Build Status codecov install with bioconda

PiReT

Pipeline for Reference based Transcriptomics.

0.0 Installing PiReT

PiReT is installed using conda. So, please make sure that conda is installed and in your path. The installation can take upto 2 hours depending on your internet speed.
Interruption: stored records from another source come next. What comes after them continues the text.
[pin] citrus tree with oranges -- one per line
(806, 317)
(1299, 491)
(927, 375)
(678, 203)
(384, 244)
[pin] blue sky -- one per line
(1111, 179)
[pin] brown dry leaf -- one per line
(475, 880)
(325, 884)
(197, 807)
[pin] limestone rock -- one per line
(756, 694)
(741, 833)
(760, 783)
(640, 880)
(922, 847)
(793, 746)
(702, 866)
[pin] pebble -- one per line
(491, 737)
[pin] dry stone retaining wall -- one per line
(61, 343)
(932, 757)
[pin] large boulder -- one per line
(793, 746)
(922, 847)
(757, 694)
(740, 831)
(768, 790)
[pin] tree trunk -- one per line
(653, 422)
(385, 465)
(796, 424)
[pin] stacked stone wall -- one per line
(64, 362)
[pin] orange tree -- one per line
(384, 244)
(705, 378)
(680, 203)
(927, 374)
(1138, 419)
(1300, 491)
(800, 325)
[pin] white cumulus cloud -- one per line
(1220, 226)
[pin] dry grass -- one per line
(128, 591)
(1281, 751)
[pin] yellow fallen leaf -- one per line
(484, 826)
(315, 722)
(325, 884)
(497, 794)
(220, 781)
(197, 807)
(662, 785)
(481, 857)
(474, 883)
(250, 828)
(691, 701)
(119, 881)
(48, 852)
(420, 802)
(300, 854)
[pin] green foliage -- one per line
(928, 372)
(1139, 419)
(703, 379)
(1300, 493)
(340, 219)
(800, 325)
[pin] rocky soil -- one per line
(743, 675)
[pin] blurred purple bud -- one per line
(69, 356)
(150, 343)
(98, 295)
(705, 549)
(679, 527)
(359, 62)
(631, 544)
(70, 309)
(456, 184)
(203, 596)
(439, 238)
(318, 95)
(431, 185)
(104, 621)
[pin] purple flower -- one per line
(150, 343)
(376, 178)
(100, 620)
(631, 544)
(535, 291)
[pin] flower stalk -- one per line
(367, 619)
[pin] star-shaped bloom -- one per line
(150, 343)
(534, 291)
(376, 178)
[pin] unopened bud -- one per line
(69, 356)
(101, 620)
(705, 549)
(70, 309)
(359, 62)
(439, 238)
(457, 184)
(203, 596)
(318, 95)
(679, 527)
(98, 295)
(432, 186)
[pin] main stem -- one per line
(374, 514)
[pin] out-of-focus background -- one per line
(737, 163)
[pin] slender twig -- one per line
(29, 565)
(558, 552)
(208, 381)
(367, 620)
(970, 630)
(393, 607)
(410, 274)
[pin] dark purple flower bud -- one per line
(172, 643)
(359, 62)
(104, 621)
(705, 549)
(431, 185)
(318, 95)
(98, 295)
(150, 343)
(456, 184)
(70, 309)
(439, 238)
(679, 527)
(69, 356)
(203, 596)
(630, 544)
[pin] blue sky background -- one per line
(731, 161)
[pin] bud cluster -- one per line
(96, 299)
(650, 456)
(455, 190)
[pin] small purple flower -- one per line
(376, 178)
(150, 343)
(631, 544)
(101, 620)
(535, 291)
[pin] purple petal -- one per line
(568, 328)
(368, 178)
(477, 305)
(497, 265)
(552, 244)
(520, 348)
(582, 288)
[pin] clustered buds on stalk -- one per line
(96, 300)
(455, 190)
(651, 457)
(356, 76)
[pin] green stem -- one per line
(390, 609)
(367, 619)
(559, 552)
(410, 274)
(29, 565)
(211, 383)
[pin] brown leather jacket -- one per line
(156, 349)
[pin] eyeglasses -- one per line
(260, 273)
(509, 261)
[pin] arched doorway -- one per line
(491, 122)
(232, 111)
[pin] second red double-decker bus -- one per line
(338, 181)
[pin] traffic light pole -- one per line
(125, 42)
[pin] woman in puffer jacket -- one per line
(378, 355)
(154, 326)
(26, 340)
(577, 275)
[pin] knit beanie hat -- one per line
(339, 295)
0.0.1 Install directly from bioconda

Coming soon!

0.0.2 Install dependencies separately using conda

For installation to work, conda must be installed. See here for instructions on how to install conda. Use following commands to create conda environments and then install corresponding packages. Also make sure that there is not an environment by the name of piret_env before attempting the installation. Delete the environment if its already present. I recommend that if you are python savvy, use this instruction as you will have control on every step of the installation, and if something fails, you wont have to start from the beginning.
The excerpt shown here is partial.